The Brazil Central Bank recently announced the lowest interest rates since 1986. The latest cut brought Brazilian interest rates to 7%, down by over half in a year. The reduction is likely to have very positive effects on the economy as a whole and on the property market in particular.
In October last year, Brazilian interest rates stood at 14.25% as the Central Bank sought to keep high inflation at bay. Just over a year later, however, and it’s a completely different story. In the latest cut at the beginning of December, interest rates have come down to 7%.
The new rate is lower than the 7.25% interest in October 2012 and the lowest on record. At their meeting, Brazil Central Bank authorities did not rule out further interest rate cuts in February next year. Analysts widely believe Brazilian interest rates will probably drop to 6.5% at the next meeting.
Lower inflation behind the cuts
General improvements to the Brazilian economy and a curb on inflation are responsible for the gradual interest rate reductions seen throughout this year. Financial measures imposed by the government and Central Bank have done much to slow inflation, predicted to end the year at around 2.9%.
The rate is well below the official target for 2017 of 4.5%, plus or minus 1.5%. Consumer confidence and increased retail spending have gone hand in hand with the drop in inflation.
Good economic outlook for 2018
The consensus among economic analysts generally points to a much-improved economic situation in Brazil next year. In a report dated 8 December, Morgan Stanley stated that “Brazil is back and will blow Mexico away next year”.
The consultancy company bases its predictions on several factors including expected growth rate for the two countries. Brazilian GDP growth is predicted to reach 3.1% in 2018 while Mexico’s will register just over half this at 1.8%.
Morgan Stanley also include the recent cuts in Brazilian interest rates as part of their rationale. Lower rates are “bullish for stocks and for bond holders who are sitting on higher yielding debt,” says the report.
According to the company’s calculations, lower rates could “free around R$100 billion (approximately US$33 billion) in disposable income because of lower financial service costs for consumers and businesses”.
Lower rates good news for property market
The latest reduction in Brazilian interest rates also bodes well for the property market.
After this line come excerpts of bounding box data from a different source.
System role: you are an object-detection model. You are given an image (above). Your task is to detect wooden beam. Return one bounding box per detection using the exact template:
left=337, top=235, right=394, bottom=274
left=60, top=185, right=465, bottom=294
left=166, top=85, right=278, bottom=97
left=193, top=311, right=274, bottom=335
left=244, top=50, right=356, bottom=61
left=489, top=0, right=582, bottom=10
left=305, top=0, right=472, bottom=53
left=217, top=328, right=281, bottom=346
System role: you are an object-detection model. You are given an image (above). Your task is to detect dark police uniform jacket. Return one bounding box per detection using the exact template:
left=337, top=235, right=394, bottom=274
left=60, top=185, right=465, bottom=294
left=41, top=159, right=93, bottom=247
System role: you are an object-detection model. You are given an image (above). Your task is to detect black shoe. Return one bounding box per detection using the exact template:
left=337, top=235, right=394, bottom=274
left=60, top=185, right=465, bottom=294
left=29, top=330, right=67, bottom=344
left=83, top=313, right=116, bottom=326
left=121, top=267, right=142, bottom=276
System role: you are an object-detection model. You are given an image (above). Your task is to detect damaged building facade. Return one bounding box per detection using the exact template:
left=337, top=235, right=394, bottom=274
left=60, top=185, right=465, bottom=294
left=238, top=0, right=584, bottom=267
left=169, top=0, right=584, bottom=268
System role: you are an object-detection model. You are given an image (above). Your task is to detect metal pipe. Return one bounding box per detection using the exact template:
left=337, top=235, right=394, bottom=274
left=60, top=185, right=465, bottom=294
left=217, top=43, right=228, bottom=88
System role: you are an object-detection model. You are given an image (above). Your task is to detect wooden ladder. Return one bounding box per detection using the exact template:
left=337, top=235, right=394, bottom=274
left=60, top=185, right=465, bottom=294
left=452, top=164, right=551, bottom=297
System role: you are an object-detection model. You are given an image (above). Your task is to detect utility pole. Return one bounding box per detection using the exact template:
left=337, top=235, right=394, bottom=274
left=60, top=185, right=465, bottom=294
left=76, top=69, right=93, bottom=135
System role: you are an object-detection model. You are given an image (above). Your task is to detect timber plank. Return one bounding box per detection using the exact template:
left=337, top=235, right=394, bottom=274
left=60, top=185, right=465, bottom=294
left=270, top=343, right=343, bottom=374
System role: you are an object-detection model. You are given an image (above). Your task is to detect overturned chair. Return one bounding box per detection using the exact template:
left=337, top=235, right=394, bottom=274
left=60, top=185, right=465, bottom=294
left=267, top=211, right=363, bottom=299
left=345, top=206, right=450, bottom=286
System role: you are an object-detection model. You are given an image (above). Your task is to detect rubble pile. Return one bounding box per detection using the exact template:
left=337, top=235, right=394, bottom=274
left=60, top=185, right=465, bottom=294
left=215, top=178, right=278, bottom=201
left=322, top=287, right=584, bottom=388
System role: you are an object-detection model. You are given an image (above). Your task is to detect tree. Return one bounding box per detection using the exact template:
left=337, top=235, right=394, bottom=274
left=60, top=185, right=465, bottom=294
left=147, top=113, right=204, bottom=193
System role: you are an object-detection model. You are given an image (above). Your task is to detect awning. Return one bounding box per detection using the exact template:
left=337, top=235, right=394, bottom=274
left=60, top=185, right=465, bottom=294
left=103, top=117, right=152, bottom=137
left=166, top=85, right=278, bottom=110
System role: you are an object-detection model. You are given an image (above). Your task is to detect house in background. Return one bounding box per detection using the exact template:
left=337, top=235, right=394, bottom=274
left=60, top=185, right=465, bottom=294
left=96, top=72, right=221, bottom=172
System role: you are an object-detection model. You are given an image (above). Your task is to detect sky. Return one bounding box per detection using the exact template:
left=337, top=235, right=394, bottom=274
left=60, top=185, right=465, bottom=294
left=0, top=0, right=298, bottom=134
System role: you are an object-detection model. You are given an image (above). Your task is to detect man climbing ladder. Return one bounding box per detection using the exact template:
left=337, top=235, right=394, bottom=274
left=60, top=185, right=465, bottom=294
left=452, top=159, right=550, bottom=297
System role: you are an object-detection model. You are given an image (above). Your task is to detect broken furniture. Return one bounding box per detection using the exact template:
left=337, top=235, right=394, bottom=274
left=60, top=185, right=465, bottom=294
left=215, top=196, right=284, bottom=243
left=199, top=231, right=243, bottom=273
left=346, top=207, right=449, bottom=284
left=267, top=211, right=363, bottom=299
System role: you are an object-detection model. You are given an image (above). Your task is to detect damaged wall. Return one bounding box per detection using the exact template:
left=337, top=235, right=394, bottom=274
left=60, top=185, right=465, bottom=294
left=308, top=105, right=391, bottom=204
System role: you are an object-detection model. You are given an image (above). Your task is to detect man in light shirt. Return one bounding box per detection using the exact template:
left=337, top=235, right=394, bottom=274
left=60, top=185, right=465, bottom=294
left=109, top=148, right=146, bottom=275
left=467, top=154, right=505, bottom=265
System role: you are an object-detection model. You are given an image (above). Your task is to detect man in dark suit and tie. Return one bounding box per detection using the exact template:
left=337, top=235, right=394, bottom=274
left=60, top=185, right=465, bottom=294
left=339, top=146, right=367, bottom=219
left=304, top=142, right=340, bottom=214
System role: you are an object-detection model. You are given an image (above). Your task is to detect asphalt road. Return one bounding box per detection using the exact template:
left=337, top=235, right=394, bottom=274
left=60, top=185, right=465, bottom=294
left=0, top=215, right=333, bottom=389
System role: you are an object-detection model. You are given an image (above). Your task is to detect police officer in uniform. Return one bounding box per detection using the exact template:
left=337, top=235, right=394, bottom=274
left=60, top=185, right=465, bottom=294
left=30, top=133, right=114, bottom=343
As lending costs drop, mortgages become more affordable. Buyers can also buy more for their money.
Mirroring the country’s economy, the Brazilian property market has also seen improvements this year. Figures for Q3 2017 released by the Brazilian Chamber of Construction Industry (CBIC in Brazilian) show significant upticks in both sales and launches compared to the same period last year. Sales went up by 4.2% and launches by 14.7%.
Latest FipeZap price indices for the country as a whole showing property prices went up by 0.03% by the month in November. Since the index began in June 2012 when Brazilian interest rates stood just slightly above their current rate, prices for property have gone up by 29.4%.